Au niveau de la nourriture, well, je dirais presque que j’ai été agréablement surpris. Certes, ce n’est pas le royaume de la fine gastronomie mais, eh, ça, on le savait bien ! Cela dit, il est toujours possible de trouver des fruits frais – surtout quand Maman se transforme en Julie !, de trouver de la nourriture un peu plus légère et saine. Bien sûr, la tâche est beaucoup plus aisée pour quiconque se satisfait de fast-foods à longueur de journée. Mais c’est vrai partout, ça, non ? C’est bien le but des fast-foods que d’être faciles d’accès. Alors, ici comme ailleurs, pour bien manger, il faut chercher. Il faut juste chercher un peu plus et manger un peu moins bien, mais c’est quand même jouable, après tout !

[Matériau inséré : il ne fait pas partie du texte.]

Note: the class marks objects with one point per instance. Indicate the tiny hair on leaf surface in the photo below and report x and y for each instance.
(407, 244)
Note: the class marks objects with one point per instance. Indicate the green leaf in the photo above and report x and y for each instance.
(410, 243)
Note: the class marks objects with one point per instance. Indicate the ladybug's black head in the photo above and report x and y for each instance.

Restent les quantités, souvent étonnantes – sans être effrayantes. Oui, les Américains mangent sûrement beaucoup. Rien de nouveau, hein !

What else… Ah bah si, tiens, puisque ce blog en faisait la collection – parlons des camions de pompier ou autres voitures de police. C’est vrai ici comme à Montréal, et ça me surprend toujours : est-il nécessaire que leurs sirènes fassent autant de bruit ?! À Paris aussi, on a des urgences ; à Paris aussi, on a des sirènes. Mais pas besoin des les entendre à des kilomètres à la ronde – il suffit que les voitures l’entendent d’assez loin pour laisser le passage. En fait, le niveau sonore est tellement élevé que ça fait presque – mais je suis sûrement mauvaise langue – m’as-tu vu. Regardez-nous bien, nous sommes vos sauveurs, toujours là pour vous servir. Arrêtez tout ce que vous faites et écoutez-nous, regardez-nous : here we are, heroes of our land!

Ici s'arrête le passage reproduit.